SystemVerilog implementation of RISC-V RV32I_Zmmul & custom SIMD instructions as a 5-stage scalar core with L1 caches and branch predictors
Project relies on a few external libraries and tools. Clone recursively with
git clone --recurse-submodules git@github.com:AleksandarLilic/ama-riscv.gitSubmodules are pulled automatically with --recurse-submodules
- Vivado (tested on 2023.2)
- GCC >= 10 (C++17,
gnu++17) - Make
- Python
- Prerequisites of ./sim submodule
To check that everything is available and working as expected:
- build RTL & testbench
- build cosim
- run the test and check the logs
# set up environment variables
source setup.sh
# build test
cd sim/sw/baremetal/asm_rv32i
make
cd -
# build and run RTL
run -t sim/sw/baremetal/asm_rv32i/test.hex -v VERBOSE
# check the execution log
vim testrun_<run_date>/asm_rv32i_test/test.logOutputs:
ls testrun_<run_date>/asm_rv32i_test
asm_rv32i_test_out_cosim build.log cosim Makefile Makefile.inc make_run_default.log run.sh test.log test.status work.ama_riscv_tb.wdb xsim.dirCosim outputs:
ls testrun_<run_date>/asm_rv32i_test/asm_rv32i_test_out_cosim/
asm_rv32i_test.kanata.log callstack_folded_clk_cycle.txt hw_stats.json inst_profile_clk.json trace_clk.bin uart.logSecond option is to use testlist instead of manually specifying each test. Optionally, testlist can be filtered e.g. using "simple" group filter, adding rundir, and timeout in number of clock cycles
run --testlist ../testlist.yaml -r testrun_demo -c 1000000 -f "simple"Add -k to keep the build and -p to keep already passed tests (together with the same --rundir), reduce expected runtime/timeout, and run official RISC-V ISA tests
run --testlist ../testlist.yaml -r testrun_demo -c 5000 -f "riscv_isa_rv32i" -kpRunning -v VERBOSE should be done with care since it will slow down execution. For short tests, the difference is insignificant, while for longer once it can add minutes to the simulation time, and create a large log.

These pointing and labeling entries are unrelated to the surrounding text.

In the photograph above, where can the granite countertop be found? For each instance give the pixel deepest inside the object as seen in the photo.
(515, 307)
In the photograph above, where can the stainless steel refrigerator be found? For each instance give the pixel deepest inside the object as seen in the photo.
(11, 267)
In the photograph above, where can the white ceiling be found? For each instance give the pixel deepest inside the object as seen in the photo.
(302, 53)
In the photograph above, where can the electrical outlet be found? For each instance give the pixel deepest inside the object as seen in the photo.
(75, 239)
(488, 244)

There are two supported mechanisms for functional verification:
- Self-checking C/ASM tests use
tohostCSR LSB where testbench waits fortohost[0] == 1to end the simulation. In case of a failing test,tohost[31:1]reports the failed ID - Cosim - instruction set simulator ama-riscv-sim tied up over DPI and single-stepped from testbench after each retired instruction in RTL. Checkers are set up on the architectural state (32 GP registers, and PC)
On the RTL level, one or both methods can be used. Since cosim relies on probing internal signals, cosim is unsupported out of the box for GLS.

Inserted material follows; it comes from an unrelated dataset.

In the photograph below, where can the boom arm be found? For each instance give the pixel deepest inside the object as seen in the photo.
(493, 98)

As shown above, running tests is done through ./run_test.py script (aliased to run in setup.sh)
Full usage available in examples/run.help
Note
Tests, profiling, and logging are heavily reused from ama-riscv-sim and therefore only differences introduced in the RTL environment will be covered here. Otherwise all of the functionality carries over.

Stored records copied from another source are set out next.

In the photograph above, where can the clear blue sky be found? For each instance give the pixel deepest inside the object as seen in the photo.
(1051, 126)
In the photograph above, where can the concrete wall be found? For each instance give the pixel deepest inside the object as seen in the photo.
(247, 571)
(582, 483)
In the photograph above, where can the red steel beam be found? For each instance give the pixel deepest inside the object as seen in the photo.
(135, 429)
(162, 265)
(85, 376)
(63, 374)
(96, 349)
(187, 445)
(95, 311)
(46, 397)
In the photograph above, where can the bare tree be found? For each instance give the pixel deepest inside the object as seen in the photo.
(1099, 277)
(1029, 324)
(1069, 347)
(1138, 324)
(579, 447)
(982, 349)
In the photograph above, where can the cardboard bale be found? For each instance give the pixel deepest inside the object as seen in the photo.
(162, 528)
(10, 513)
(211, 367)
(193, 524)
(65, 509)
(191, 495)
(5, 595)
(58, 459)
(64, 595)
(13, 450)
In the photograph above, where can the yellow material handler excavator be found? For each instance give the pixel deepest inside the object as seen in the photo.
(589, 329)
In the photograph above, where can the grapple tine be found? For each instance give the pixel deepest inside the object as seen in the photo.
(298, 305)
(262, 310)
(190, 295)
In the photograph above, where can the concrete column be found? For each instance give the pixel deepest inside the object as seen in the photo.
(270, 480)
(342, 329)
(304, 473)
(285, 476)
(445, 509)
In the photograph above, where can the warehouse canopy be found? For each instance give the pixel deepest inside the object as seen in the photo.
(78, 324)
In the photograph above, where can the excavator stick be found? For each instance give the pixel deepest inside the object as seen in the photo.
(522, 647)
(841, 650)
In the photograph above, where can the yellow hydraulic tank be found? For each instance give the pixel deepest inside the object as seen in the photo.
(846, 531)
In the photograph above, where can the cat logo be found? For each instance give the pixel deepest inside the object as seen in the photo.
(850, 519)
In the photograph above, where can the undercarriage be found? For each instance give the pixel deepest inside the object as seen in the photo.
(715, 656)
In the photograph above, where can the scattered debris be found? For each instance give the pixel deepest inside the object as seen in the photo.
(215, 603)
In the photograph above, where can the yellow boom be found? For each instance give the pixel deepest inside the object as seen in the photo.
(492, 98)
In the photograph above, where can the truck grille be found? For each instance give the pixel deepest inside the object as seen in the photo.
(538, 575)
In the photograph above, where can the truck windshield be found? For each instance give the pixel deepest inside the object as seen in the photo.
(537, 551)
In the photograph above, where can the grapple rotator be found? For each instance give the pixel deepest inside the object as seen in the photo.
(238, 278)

Run the same Dhrystone build as in the ISA sim example
run -t sim/sw/baremetal/dhrystone/dhrystone.elfIn all places where ISA sim previously counted instructions, profilers now count cycles
On the default verbosity, execution is not logged, and only run stats are printed
...
=== UART END ===
Test ran to completion
Checker 1/2 - 'tohost': ENABLED: PASS
Checker 2/2 - 'cosim' : ENABLED: PASS
==== PASS ====
Warnings: 1
Errors: 0
DUT instruction count: 521118
Core stats:
Cycles: 609603, Inst: 521118, Stalls: 88485, CPI: 1.170 (IPC: 0.855)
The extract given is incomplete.